Using estimated variables as index

We are trying to fit a model which requires using estimated variables as indices. We fit our model to ratings of different stimuli where the rating for each stimulus depends on the inferred value of the stimulus and some noise (sigma_U). As stimuli are very similar, we include a degree of uncertainty about which stimulus was actually seen. This uncertainty is known and defined as a categorical distribution over all stimuli, with highest probability for the stimulus that was actually shown. The inferred value on a given trial depends on the stimulus the participant believes he/she is seeing (pidx) and not the one shown (sidx).

From the STAN documentation and forum we understand that “parameters or transformed parameters cannot be integer or integer array” and therefore resorted to approximate the categorical distribution with a truncated normal distribution, N(sidx, sds).
The sampled value however needs to be used to index the stimulus value, for which we would have to transform the sampled parameter to an integer. According to the forum and manual this is not possible for parameters and in general not advisable.

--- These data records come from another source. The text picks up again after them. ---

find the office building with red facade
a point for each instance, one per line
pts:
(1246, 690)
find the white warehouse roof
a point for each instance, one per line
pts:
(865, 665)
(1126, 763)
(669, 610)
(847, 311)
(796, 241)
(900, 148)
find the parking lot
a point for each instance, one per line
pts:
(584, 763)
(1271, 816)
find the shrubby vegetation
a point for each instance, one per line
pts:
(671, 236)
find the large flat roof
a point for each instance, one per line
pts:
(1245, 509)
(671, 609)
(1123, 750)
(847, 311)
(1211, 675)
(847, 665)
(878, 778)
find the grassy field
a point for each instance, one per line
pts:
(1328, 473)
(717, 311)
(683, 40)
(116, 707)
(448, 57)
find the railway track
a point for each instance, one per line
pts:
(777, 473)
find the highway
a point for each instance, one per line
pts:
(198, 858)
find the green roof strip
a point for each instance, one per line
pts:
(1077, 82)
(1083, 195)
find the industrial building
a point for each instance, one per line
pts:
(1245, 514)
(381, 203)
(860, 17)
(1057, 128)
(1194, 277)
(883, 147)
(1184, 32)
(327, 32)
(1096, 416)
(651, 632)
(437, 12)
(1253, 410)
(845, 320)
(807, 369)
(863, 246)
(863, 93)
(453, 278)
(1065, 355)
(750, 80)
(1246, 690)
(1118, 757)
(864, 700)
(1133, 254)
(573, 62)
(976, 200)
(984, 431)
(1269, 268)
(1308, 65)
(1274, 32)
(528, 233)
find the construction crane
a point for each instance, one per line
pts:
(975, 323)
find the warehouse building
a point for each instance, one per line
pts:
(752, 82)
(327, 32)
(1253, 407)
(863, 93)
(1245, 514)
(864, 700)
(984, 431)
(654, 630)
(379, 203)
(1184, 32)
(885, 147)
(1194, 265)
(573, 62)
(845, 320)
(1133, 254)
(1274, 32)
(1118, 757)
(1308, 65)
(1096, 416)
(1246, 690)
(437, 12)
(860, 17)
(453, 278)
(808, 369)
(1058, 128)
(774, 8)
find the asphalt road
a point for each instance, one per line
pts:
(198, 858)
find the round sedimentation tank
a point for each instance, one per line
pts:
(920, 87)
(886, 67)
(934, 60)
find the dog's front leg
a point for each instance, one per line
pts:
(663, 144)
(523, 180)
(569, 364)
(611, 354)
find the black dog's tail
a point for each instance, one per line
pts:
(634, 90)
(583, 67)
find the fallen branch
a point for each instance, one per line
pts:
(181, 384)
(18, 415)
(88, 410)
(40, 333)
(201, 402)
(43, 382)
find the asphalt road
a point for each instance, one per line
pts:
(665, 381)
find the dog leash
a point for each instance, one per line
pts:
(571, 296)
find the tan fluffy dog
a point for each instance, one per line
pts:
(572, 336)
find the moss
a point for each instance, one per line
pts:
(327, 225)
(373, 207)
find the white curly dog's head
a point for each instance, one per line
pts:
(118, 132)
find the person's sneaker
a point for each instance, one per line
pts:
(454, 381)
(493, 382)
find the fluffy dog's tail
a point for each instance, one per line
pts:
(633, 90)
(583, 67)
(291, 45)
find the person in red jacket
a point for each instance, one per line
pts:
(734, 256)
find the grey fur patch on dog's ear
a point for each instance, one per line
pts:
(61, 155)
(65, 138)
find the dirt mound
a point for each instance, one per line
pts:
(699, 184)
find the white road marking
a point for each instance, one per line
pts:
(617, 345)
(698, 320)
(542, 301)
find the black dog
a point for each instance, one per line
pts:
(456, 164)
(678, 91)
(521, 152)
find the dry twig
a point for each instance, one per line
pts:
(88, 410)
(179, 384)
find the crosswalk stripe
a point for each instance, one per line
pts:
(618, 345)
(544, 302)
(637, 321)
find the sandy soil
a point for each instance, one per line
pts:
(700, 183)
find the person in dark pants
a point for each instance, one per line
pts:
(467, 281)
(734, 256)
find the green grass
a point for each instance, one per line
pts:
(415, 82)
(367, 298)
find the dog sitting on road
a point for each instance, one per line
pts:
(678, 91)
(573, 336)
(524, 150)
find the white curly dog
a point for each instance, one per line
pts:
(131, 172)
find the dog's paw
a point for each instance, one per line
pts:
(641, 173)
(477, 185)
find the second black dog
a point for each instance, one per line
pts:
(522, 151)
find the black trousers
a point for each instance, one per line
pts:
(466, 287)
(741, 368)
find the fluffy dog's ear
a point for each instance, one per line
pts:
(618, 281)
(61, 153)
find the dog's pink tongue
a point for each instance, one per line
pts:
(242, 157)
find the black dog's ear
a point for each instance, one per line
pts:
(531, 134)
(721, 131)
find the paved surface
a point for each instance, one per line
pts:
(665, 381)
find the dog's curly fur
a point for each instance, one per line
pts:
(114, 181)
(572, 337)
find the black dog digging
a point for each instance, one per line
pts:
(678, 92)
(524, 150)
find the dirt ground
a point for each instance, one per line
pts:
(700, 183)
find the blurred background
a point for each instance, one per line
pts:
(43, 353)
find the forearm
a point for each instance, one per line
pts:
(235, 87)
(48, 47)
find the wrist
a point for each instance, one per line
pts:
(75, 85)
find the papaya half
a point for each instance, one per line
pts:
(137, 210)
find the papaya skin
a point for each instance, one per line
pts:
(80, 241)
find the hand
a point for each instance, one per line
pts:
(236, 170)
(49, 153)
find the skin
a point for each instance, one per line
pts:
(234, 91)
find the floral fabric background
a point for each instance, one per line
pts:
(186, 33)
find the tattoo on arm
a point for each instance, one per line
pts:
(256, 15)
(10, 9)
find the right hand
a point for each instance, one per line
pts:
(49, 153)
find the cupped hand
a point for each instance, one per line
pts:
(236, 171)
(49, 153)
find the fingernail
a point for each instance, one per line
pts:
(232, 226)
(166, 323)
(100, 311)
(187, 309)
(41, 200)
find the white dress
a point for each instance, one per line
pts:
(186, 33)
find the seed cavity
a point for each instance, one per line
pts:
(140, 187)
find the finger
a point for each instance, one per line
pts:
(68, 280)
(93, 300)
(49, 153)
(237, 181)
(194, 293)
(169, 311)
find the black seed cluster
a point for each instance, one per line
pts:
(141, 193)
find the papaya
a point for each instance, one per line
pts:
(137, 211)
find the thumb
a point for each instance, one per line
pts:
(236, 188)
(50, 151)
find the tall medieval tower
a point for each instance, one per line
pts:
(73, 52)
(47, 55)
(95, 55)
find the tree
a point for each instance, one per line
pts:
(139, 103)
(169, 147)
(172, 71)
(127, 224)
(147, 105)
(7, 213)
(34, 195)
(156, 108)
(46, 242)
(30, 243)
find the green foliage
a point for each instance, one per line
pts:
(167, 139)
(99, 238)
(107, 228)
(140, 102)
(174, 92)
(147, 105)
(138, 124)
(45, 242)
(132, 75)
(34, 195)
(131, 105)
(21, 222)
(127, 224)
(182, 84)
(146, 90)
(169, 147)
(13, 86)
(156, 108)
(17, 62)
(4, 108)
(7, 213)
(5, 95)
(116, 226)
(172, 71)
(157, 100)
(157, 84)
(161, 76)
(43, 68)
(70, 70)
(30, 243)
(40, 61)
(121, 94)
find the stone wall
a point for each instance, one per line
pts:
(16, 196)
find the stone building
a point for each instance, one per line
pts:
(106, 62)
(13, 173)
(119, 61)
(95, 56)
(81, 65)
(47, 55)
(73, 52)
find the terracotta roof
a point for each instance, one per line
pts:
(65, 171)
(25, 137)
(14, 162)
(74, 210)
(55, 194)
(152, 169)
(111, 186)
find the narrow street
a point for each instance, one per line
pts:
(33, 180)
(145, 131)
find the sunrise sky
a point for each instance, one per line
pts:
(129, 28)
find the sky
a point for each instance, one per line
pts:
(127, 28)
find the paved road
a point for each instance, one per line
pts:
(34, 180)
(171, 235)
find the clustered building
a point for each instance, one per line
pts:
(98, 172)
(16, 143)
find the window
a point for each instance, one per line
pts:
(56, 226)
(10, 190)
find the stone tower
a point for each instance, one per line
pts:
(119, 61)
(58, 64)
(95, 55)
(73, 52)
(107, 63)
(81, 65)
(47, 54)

To allow for indexing we use if else statements as a workaround to approximate an integer i.e. if estimated parameter >1.5 and <2.5 then select the value corresponding to stimulus 2. This allows us to run the model but results in serious fitting issues. Is there another way to implement this?

Here a minimal example

data {
    int<lower=1> nStim; // number of stimuli
    int<lower=1> nTrial; // number of trials
    real<lower=0,upper=1> rating[nTrial]; // participant ratings
    int<lower=1, upper=9> sidx[nTrial]; //stimulus shown; 
    real sds; //approximated SD of normal distr.
}


parameters {
  real<lower=0> sigma_U; //updating noise 
  real<lower=0> sigma_C; //choice noise
  real<lower=0, upper=1> value[nTrial, nStim]; // estimated value for each trial based on inferred stimulus
  real<lower=1,upper=9> pidx[nTrial]; // stimulus participant thinks he/she sees 
  real<lower=0> vPred[nTrial]; //predicted rating on each trial 
}


model {
        for (n in 1:nTrial-1) {
            pidx[n] ~ normal(sidx[n],sds) T[1,9]; // draw from possible stimuli
            if (pidx[n]<= 1.5) {
		value[n, 1] ~ normal((value[n, 1], sigma_U)
                vPred[n] ~ normal(value[n,1],sigma_C)
            } else if (pidx[n] <= 2.5) {
                value[n, 2] ~ normal((value[n, 2], sigma_U)
		vPred[n] ~ normal(value[n,2],sigma_C)
		… // continue for all stimuli 
            }
          }
  } 

1 Like

Bob Carpenter has provided a workaround for promoting reals to integers:

functions {
int real_to_int(p) {
 int k;
 k = 1;
 while ((k+1) < floor(p)) {
  k = k+1;
 }
 return k
 }
}

But as stated in the thread, this may cause incorrect gradient calculations (the reason Stan doesn’t promote reals to integers), impacting sampling and run times

And, although I don’t know how data only containers restrict user-defined functions, you can use to_int inside of user-defined functions as long as the container type is declared as data only.

How many possible stimuli are there?

There are 9 possible stimuli i.e nStim = 9

1 Like

With 9 possible stimuli, you should estimate this model by marginalizing over the possible stimuli for each observation.